I was trafficked at a brothel-type warehouse, on the edge of Portland, Oregon, from age 11-14.
At the warehouse they sent different types of men to different girls, according to our “aptitudes” and skills. My life with a sociopathic father, who was all about his good-guy image, made me a fit for one group of sex buyers in particular. We will call them “the good guys” since that is what they purported themselves to be.
These were the kind of men that no one would ever suspect of buying a child in order to rape them. But each night at the warehouse these “good guys” taught me what the heart of this world of prostitution is.
Before each man opened my door, the guard over my room block would come in to check on me. When he did he always whispered something about the man he was about to bring in. This tip he spoke would inform me what the next man wanted me to be.
I quickly learned that no one saw or wanted to see me, to see us, the prostituted. My job on these nights was not to give each man the true me. My job in prostitution was to disappear into their delusions until they were satisfied.
I quickly learned that no one saw or wanted to see me, to see us, the prostituted.
Some men wanted to be in control and to play out a violent rape fantasy. Some men wanted me to project the illusion that I was the one desperate for sex with them. As for the “good guys,” they preferred the illusion that I was in control, making them do this to me. And that is how we always began.

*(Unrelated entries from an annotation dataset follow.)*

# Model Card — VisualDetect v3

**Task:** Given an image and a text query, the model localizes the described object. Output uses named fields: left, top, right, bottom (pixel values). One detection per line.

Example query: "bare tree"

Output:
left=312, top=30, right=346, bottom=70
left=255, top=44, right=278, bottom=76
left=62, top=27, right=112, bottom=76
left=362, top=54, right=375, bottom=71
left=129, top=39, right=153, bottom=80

Even before I saw their good-guy projection, I smelled the simultaneous repression and compulsion that bound them together. That smell became as distinct to me as the smell of rose that my grandma always wore. Their desire to project the good guy image demanded the repression of their perversions in the light of day. But their compulsion to release those perversions brought them to me every night.
To survive the nights, each girl had to find her own unique hidden strengths. One of my strengths is being able to sense the emotions, needs, and desires of people around me acutely. So, as each man walked towards me, I would lock onto them to sense what was in them.
What I sensed were variations on pending explosions of rage and guilt, as well as compulsions to rape and punish. This swirl of dark emotions and forces was what I called the “black hole” within each man. Sensing each man’s unique black hole—knowing exactly what they wanted from me—helped me survive until the door closed behind them. But there was a cost.
The one-way street that prostitution is left me with all their black holes coming into me, but with no way to expel them from myself. So I became a human garbage can for the perversions of men with no trash man to take it away from me.
I became a human garbage can for the perversions of men with no trash man to take it away from me.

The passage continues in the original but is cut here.